Berlinale mit Trattoria

Ihr während des Studiums entstandener Film „Trattoria“ feierte 2012 auf der Berlinale Premiere. In der Sektion Perspektive Deutsches Kino.
Der KFF-Eröffnungsfilm ist zugleich Debüt und Abschlussfilm für das Diplom im deutschen Südwesten. Gedreht wurde er vor zwei Jahren, im Frühling 2015, in ihrer Heimatstadt und Umgebung.

„Haus ohne Dach“ legt für mein Empfinden eine positive Grundeinstellung und einen positiven Ausblick an den Tag.
Die Summe aus Gastfreundschaft und Menschlichkeit, Versöhnung nach Familienquerelen und Humor trotz pfeifender Kugeln und Gitterstäbe.

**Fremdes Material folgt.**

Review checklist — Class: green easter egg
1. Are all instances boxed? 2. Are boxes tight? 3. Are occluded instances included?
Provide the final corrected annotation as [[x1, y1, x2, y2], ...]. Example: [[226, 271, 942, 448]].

An der Wildheit Kurdistans besteht kein Zweifel, doch wünscht sich nicht jedes Kind Abenteuer?

Schöner hätte man das 7. Kurdische Filmfestival wohl nicht eröffnen können. In einem vollen Haus – der Saal 1 des Babylons fasst etwa 500 Zuschauer – bei Festivalatmospäre und Filmgesprächen ist man auf weiteres gespannt.

Was umspannt das spannende Programm?

Das Programm bis einschließlich Mittwoch findet man unter www.kurdisches-filmfestival.de .

Karl May schrieb unter Pseudonym Schundromane. Neun Pseudonyme sind erwähnt worden.
Seinen bürgerlichen Namen – KARL MAY – benutzte er für die weltbekannten Romane, die in viele Sprachen übersetzt wurden. Die Kirche empfiehlt den Autor für jede Hausbibliothek als „christliches Vorbild“, da in einer Internetlosen Zeit niemand daran zweifelt, dass es sich bei den Texten um echte Erlebnisberichte handelt.
Spät, ähnlich wie in Yusifs Film „Haus ohne Dach“ (‚House without a Roof‘), kommt die Wahrheit ans Licht. K.M., der, seitdem er 32 ist, auf dem Pfad der Tugend wandelte, wird nach einem Prozess, der das Erdachte der farbenfrohen Geschichten brandmarkt, hart bestraft.

Durchs wilde Kurdistan mit dem Auto

„Durchs wilde Kurdistan“ wurde dennoch jahrzehntelang bis heute weltweit gern gelesen; egal, ob es das Land nun gab oder nicht. Egal, ob KM dort war – oder nicht.

Minus mal minus ergibt plus

In der Mathematik führt die doppelte Negierung ins Positive.

-1 . -1 = 1

Kurdistan gibt es nicht und Karl May war auch nicht dort – an jenem Ort

Bedeutet „minus mal minus ist gleich plus“ in der Literatur, dass die Tatsache, dass Karl May 1. nicht in Kurdistan war und es 2. Kurdistan nicht gibt, dass es vielleicht in der Realität das Land doch gibt?

In welchem Land spielt „Haus ohne Dach“?